Pushing unique data into vector

user1155299 picture user1155299 · Apr 29, 2012 · Viewed 47.3k times · Source

I have the following data:

FolioA Name1 100
FolioA Name2 110
FolioA Name3 100
FolioB Name1 100
FolioB Name3 106
FolioC Name1 108
FolioC Name2 102
FolioC Name3 110

I want to only insert unique names(i.e. Name1, Name2 and Name3, each once) into

std::vector<std::string> name;

as I iterate through the data.

So, I have the following code where I have stored the data in a map called test:

std::map<std::string, std::map<std::string, double> >test;
std::map<std::string, std::map<std::string, double > >::iterator it1 = test.begin(), end1 = test.end();
    while (it1 !=end1) {
        std::map<std::string, double>::iterator it2 = it1->second.begin(), end2=it1->second.end();
        **name.push_back(it2->first);**
        ++it2;
    }
    ++it1;
}

But, currently by pushing the data into name the way I am has 3 instances of Name1, 2 of Name2, and 3 of Name3, which is expected from my code. How do I fix it to only have unique names.

Answer

juanchopanza picture juanchopanza · Apr 29, 2012

Since you want to keep the first instance for a given name, you will have to perform a name lookup at some point. A simple algorithm involving only your vector would be to can check if the the entry already exists using std::find

std::vector<std::string> name;

....
if (std::find(name.begin(), name.end(), someName) == name.end()) {
  // someName not in name, add it
  name.push_back(someName);
}

But here you are performing a search each time you want to insert an element, and this (by itself) is up to O(N) complexity, giving O(N*N) for the whole algorithm.
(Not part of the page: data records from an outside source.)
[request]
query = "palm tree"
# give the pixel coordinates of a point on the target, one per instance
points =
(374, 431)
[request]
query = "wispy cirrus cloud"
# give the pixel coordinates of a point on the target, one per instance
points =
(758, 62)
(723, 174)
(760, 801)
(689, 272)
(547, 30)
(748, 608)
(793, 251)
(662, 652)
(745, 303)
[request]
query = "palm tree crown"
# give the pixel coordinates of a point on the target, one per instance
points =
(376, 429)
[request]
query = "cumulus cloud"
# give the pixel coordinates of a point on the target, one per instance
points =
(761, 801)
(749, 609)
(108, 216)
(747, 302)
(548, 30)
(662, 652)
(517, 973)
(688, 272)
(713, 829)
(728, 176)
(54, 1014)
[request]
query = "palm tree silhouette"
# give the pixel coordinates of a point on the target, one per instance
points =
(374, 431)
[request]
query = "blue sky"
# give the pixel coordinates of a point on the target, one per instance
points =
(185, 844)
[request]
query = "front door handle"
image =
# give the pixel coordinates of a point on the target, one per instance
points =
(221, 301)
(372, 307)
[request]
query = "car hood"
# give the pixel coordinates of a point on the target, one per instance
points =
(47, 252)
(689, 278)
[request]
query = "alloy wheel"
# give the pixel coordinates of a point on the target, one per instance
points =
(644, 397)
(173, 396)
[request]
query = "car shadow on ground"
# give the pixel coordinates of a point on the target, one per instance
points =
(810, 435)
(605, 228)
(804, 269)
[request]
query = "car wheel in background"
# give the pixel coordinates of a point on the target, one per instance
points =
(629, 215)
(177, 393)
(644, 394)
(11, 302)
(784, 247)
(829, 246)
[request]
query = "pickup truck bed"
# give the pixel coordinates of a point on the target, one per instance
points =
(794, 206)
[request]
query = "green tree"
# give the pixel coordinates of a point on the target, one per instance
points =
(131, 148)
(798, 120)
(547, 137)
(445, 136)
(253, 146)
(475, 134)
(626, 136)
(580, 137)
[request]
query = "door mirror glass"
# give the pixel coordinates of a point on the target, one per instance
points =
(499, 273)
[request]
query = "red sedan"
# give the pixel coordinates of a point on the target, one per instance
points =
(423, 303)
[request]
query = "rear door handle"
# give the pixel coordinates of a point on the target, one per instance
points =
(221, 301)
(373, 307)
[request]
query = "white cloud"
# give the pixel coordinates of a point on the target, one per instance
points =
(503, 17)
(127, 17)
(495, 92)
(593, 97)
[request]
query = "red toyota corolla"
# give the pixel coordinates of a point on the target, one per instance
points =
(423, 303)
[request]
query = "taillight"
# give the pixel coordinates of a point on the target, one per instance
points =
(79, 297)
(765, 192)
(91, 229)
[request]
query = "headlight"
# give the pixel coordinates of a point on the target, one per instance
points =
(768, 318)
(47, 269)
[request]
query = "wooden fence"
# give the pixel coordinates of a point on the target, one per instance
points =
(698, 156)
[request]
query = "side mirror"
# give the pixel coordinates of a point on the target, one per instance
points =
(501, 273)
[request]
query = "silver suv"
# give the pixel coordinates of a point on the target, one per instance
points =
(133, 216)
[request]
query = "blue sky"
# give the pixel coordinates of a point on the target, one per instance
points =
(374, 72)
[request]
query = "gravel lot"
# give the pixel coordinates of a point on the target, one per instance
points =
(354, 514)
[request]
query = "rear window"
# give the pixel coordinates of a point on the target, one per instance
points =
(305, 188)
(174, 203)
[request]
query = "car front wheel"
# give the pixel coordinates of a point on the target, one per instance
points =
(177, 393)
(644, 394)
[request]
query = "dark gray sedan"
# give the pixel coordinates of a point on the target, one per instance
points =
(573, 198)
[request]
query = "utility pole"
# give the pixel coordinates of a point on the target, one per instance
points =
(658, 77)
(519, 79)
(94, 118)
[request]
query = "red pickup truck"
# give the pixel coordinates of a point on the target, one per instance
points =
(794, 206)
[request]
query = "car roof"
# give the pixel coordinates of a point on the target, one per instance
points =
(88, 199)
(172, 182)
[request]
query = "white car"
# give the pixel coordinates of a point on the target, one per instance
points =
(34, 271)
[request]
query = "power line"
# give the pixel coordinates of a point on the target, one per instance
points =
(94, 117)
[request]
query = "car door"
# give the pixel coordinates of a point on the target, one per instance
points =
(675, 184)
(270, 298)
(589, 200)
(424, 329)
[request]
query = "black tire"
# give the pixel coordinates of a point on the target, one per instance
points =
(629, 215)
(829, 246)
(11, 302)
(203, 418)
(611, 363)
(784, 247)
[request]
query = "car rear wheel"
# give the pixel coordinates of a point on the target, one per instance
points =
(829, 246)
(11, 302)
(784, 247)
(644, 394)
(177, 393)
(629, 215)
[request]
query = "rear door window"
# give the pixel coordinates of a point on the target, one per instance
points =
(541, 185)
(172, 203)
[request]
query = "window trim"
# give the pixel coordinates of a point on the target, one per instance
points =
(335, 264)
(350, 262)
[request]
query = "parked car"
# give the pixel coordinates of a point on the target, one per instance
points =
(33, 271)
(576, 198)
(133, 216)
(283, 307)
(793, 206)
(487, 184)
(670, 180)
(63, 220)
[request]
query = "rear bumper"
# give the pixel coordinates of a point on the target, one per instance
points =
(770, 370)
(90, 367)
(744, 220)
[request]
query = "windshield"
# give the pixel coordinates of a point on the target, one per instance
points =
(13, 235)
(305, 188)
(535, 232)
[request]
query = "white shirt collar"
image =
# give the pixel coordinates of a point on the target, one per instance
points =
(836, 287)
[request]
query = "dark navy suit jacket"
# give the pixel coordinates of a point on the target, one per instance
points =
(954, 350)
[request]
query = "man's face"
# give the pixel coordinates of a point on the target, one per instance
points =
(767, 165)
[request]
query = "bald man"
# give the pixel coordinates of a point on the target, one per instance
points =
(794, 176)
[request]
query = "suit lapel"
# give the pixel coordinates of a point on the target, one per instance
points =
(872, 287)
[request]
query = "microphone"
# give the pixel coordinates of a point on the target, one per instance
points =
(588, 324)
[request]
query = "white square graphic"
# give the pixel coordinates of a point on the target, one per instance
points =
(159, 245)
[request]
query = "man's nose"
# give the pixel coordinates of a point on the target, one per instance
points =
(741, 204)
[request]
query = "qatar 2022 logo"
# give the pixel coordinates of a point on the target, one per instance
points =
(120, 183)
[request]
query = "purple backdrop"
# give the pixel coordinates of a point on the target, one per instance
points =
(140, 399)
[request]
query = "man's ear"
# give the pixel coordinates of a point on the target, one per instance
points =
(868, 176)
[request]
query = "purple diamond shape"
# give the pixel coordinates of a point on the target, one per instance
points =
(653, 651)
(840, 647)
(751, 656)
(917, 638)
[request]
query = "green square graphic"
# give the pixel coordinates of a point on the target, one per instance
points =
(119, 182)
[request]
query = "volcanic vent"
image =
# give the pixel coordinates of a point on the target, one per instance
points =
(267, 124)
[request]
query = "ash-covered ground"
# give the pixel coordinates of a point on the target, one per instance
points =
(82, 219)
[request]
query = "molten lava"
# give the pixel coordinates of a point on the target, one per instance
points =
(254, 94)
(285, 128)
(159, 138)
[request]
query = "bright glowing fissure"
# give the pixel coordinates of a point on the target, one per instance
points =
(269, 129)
So you could optimize by using an intermediary container with fast look up, such as an std::set as suggested by @Chad and which has O(logN) complexity for look-up, giving O(N*logN) overall, or a hash container such as C++11's std::unordered_set, which has close to constant time look-up, giving ~O(N) overall complexity.

#include <unordered_set>

std::unordered_set<std::string> name_set;
....

// still need to search, since you want to keep 
// the first instance of each name, and not the last.
// But unordered_set performs the look-up at insertion,
// only inserting if someName not already in the set
name_set.insert(someName);

and then, following @Chad's example,

std::vector<std::string> name(names_set.begin(), name_set.end());

If you don't have C++11, hash map alternatives are boost::hash_map and tr1::hash_map.